Long Overdue For Review – 1/n

Guillaume Loizillon from France provides 14 entertaining tracks of electronica with voices and beats on Collapsus (trAce 058), often showcasing a different vocalist / writer on each cut. Since one cut (‘Necro Beat’) features a Dada poem by Raoul Hausmann, our man might be going for an offbeat absurdist-art thing, as also suggested by the odd surreal-lite humour of the cover. The great David Fenech adds guitar and drums to ‘Vortex’. Good fun, but mostly rather mild; not much tension in the music, which is like modern lounge background. The voices are funny, but not especially outrageous. (30/08/2022)

Three CDs of music by the excellent Biliana Voutchkova on Blurred Music (ELSEWHERE MUSIC elsewhere 001-3), documenting three live performances from Dec 2016, where this violinist was joined by Michael Thieke and his clarinet for these dates in America.
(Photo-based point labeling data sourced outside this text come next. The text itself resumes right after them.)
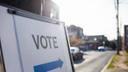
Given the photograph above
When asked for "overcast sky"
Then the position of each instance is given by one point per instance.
(96, 17)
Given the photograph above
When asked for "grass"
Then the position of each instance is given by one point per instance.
(114, 60)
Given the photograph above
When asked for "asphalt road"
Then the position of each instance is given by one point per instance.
(95, 64)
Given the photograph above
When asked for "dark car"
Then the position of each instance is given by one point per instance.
(76, 53)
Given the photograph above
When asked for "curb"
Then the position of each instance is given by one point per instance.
(105, 67)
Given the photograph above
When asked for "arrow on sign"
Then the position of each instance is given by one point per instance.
(48, 66)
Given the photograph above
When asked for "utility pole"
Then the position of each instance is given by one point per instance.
(118, 31)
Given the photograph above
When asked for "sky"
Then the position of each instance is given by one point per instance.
(96, 17)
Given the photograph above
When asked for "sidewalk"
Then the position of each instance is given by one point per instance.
(119, 65)
(88, 57)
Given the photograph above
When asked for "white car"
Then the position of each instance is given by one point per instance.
(76, 53)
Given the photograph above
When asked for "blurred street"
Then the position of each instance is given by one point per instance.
(94, 61)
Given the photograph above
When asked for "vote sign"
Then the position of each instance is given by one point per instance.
(42, 46)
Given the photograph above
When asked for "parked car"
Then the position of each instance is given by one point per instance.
(101, 48)
(76, 53)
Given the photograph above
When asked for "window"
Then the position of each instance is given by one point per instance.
(41, 7)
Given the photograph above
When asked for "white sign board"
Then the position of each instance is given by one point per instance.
(42, 46)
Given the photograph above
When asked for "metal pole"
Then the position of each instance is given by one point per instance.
(118, 32)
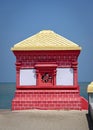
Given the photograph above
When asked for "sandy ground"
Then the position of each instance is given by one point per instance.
(44, 120)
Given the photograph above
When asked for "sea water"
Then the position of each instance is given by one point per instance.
(7, 93)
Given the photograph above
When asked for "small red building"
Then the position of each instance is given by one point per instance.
(47, 73)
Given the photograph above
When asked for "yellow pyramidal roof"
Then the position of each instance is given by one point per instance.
(46, 40)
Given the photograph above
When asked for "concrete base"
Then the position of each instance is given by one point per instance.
(48, 100)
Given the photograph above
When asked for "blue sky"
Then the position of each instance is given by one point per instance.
(20, 19)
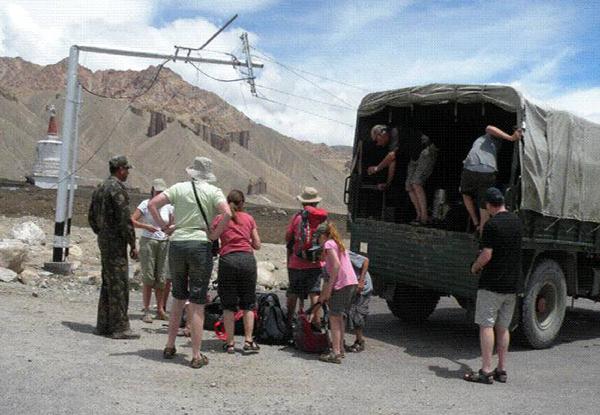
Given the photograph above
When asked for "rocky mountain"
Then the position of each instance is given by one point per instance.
(160, 131)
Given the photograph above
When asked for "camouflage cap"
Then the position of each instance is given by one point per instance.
(119, 161)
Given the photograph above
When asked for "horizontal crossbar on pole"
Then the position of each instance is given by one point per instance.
(161, 56)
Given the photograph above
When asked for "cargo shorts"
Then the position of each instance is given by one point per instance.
(153, 261)
(418, 171)
(494, 309)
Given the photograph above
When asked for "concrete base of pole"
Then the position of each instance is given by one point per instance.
(62, 268)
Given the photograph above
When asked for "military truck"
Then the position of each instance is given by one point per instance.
(551, 179)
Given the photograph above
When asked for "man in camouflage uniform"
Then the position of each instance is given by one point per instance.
(110, 219)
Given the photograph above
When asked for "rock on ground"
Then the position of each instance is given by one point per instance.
(13, 254)
(7, 275)
(30, 233)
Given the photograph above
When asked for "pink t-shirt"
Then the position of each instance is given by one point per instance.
(346, 274)
(295, 261)
(237, 237)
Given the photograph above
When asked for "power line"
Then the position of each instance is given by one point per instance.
(108, 137)
(214, 78)
(305, 98)
(134, 97)
(264, 98)
(264, 56)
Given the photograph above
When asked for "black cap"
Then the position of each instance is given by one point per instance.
(119, 161)
(494, 196)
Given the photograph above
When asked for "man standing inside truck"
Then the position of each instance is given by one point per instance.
(480, 168)
(384, 136)
(499, 263)
(422, 155)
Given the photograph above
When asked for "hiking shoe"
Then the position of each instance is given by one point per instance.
(250, 347)
(125, 335)
(162, 316)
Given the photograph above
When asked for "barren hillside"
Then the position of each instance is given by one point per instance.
(161, 132)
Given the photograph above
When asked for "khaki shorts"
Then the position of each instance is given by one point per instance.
(153, 259)
(418, 171)
(494, 309)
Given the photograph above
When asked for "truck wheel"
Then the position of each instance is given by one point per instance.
(413, 304)
(544, 305)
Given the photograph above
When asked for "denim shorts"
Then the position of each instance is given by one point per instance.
(190, 264)
(304, 281)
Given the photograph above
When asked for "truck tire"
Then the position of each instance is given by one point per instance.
(544, 304)
(413, 304)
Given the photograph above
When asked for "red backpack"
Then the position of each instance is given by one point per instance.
(307, 247)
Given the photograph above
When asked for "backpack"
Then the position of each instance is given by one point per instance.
(307, 246)
(213, 319)
(306, 338)
(271, 327)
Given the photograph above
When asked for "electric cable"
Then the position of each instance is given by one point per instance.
(264, 98)
(305, 98)
(264, 56)
(217, 79)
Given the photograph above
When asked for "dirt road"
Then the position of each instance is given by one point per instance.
(51, 363)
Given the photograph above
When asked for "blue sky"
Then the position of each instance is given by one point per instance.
(548, 49)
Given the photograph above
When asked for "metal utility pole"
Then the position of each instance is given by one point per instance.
(249, 63)
(68, 156)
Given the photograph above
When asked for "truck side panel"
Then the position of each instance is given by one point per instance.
(430, 258)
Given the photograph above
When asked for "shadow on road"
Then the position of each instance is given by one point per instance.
(448, 334)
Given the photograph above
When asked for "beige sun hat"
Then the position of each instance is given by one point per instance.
(309, 195)
(201, 169)
(159, 185)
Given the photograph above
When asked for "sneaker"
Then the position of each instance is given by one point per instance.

The word “blur” is being used to set the scene for “indeterminacy”, and refer to the method used by both musicians, for instance alternating between improvisation and composition in the structure of each piece. Ultimately, they’d like to “blur” time itself. There’s nothing unfocussed about their playing, if that’s what you were thinking; Voutchkova in particular lands each note with the grace of a bird somehow alighting on a cloud. Not minimal music; it’s packed with empathy, emotion, meaning, and genius. Released in 2018.

Austrian genius Katharina Klement here with Textur (KALD CD 03) – 14 experiments composed for the piano and loudspeaker, using a six channel tape recorder. Some technicians and mixers are credited, e.g. Flo Prix, Oliver Gross, David Petermann, but I think this is all played by Klement. I love the precision of this – it feels like she’s typing it all out by longhand, setting each note in metal in preparation for a letterpress edition. She packs so much complexity and density into short, economical spaces that it’s like hearing Xenakis compressed in a matchbox with a Stockhausen packed lunch at the interval. One of several back catalogue items she sent to us years ago; see this page. This one was released in 1998.

Doc Wör Mirran sent us Confusion Rocks! (MISS MANAGEMENT HAVE TEN) – recorded in 2015 in a German studio. Joseph B. Raimond plays all the guitars and synths, and did the cover paintings, supported by Stefan Schweiger on drums. Raimond has been ruder, and more abrasive, but this is enjoyable and well-made rock music, not especially avant or challenging. Think of it as a form of latterday Krautrock with added Euro-synth melodies and textures. I’d like to have heard a shade more “confusion” in the grooves, but the mood throughout is pretty mellow, despite growling mad head painting on the cover and titles like ‘Every Fibre of my Body Hurts’. Not enough Jean Dubuffet, more like Marc Chagall. The ‘Self Portrait, Broken’ does at least deliver a mildly uncertain episode of self-contemplation. Released in 2016, their 142nd release (take that, Zappa).

Also from Doc Wör Mirran the much more interesting Tape Hissed (Historical Obscurity Volume 2) (MISS MANAGEMENT HAVE NINE) which apparently was drawn from the archive of DWM recordings as far back as 1983 up to 1994. A long list of collaborators and camp followers on these rare cuts, even including Jello Biafra. Packaged as a “three-sided” release, of which the first two sides on tape might be included as a snippet inside the jewel case! At least two tracks here – unsure of the titles which don’t quite add up – are brilliantly concocted layers of balmy noise, accumulating in a very open-ended fashion and allowing any errant synth squiggle or passing gnat to flap their wings in the general melee. Some tracks may appear more conventional art-rock mode, but even these uglified workouts are informed by a lunatic sense of mayhem and controlled chaos. They also had the good taste to dedicate the release to David Bowie. Maybe the time has come for a proper reevaluation of Doc Wör Mirran, arguably a much “better” band than Sunburned Hand Of The Man. From 2016, I think.